Add configurable limit for the maximum number of bytes or chars that we will parse in a number

pjfanning opened this issue · 6 comments

Number parsing can be expensive and is not O(n) - a string with twice the number of digits as another string takes more than twice as long to parse.

A malicious actor might craft dangerous a JSON payload with very long numbers.

Idea would be to have a default limit - eg 1000 chars/bytes and to allow users to configure a bigger limit. A setting maybe on JsonFactory class.

Relates to #813 - @cowtowncoder @plokhotnyuk this might be a more achievable v2.14 work item than the other new issues I raised.

I think this would fall under #637 as another case?
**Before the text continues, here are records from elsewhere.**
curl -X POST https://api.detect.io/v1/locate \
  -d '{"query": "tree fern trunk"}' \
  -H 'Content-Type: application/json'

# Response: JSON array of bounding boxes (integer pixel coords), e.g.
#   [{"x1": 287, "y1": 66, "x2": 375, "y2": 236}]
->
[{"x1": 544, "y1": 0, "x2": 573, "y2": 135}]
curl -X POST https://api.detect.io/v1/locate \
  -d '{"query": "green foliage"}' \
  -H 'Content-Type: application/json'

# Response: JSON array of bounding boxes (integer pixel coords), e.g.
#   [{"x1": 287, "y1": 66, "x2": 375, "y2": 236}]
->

I guess this is point 4 in #637 but in practise, it would be easier to treat 637 as an epic and to have subtasks to implement the individual tasks.
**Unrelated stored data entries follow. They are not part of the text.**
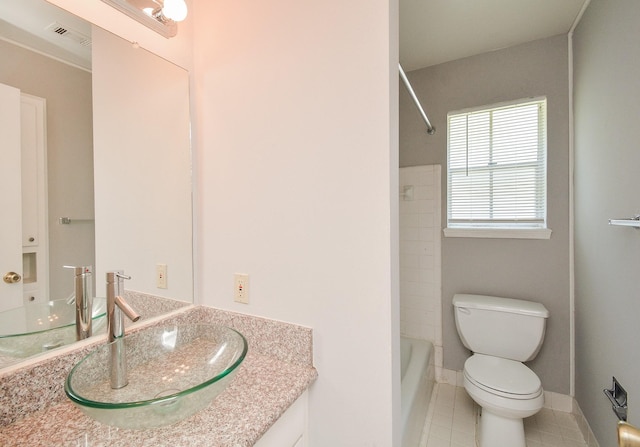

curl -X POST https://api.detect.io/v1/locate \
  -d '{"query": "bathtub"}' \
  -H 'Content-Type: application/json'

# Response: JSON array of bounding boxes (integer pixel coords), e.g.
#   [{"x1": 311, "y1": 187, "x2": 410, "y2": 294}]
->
[{"x1": 401, "y1": 337, "x2": 435, "y2": 447}]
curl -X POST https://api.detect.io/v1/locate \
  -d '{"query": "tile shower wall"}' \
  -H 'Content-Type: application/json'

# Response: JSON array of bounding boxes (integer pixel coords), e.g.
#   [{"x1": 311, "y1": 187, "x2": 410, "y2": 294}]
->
[{"x1": 399, "y1": 165, "x2": 442, "y2": 369}]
I guess this will need to be done within the various JSON parser classes (I think there are 4) because you have access to the JsonParser config there and the earlier the issue is caught the better. Would JsonFactory be a good place to put the config?
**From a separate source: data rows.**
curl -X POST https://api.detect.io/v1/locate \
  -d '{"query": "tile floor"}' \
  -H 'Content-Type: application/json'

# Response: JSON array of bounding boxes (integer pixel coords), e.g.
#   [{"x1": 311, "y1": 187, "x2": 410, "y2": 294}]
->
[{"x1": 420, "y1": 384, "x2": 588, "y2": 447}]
Right. And not just JSON parsers, many limits should apply to other formats too.

As to configuration, I think there's probably need for base class (for likely shared limits, across most formats) and probably format-specific subtypes.

Or perhaps it'd be more practical NOT to create general limit system and only start with JSON.

Either way, yes, JsonFactory/TokenStreamFactory would be the place. And limit class should be immutable, builder-style.

As to Epic/tasks; yes, I guess. Could have one setup task for initial wiring, although that is likely to be done as part of implementing first limits.

Woodstox has something similar for XML, for what that is worth. Not sure how useful it is, but for limits it imposes I found that the easiest places to add checks tended to be places where buffer boundary is reached (need to increase buffer). This avoids having to do check for each and every character for example.

@cowtowncoder I had a look at adding a setting to TokenStreamFactory (inherited by JsonFactory) but accessing the factory settings in the JsonParser instance will require quite a bit of plumbing. I think getting the maxNumLen value into the TextBuffer would allow for some useful checks there.

JsonFactory has this

    protected JsonParser _createParser(InputStream in, IOContext ctxt) throws IOException {
        try {
            return new ByteSourceJsonBootstrapper(ctxt, in).constructParser(_parserFeatures,
                    _objectCodec, _byteSymbolCanonicalizer, _rootCharSymbols, _factoryFeatures);

It's sort of a pity that constructParser doesn't just take the JsonFactory as a param as opposed to passing through all those instance variables.

  • I could add an extra param to constructParser and deprecate the existing version of constructParser
  • Or I could add a setMaxNumLen to JsonParser and call that setter after constructParser but before returning the parser instance.
  • Or I could modify ObjectCodec or one the existing to set the maxNumLen there so constructParser could pass on the maxNumLen that way

Which of these approaches make the most sense to you? Or would you have an alternative approach that could be used?

I have a very rough draft in #827

Ok, I'll add same note(s) as in PR: I think we should have immutable configuration value objects (like StreamReadConfig, StreamWriteConfig?), constructed using builder() (defaulting to some sane values). This would then be passed to parser/generator (accessed from builder). This would reduce number of changes when we add new settings, avoid API changes wrt plumbing.
These types should also allow sub-classing on per-format basis. Probably should use "self-type" approach for builders but not values.
Finally, parser/generator should not have setters, unless 2.x absolutely requires one. Could expose getter, might be useful.

I can help with the implementation.

Note that it's perfectly fine to require use of Builder-style construction for new functionality like this (for 2.15), just cannot retrofit older configurability. But we may -- if we want to -- also expose setter(s) for JsonFactory if that makes sense. But try to keep parser/generator instances as immutable as possible.

Fixed via #827, need to slightly modify release notes to point to this issue.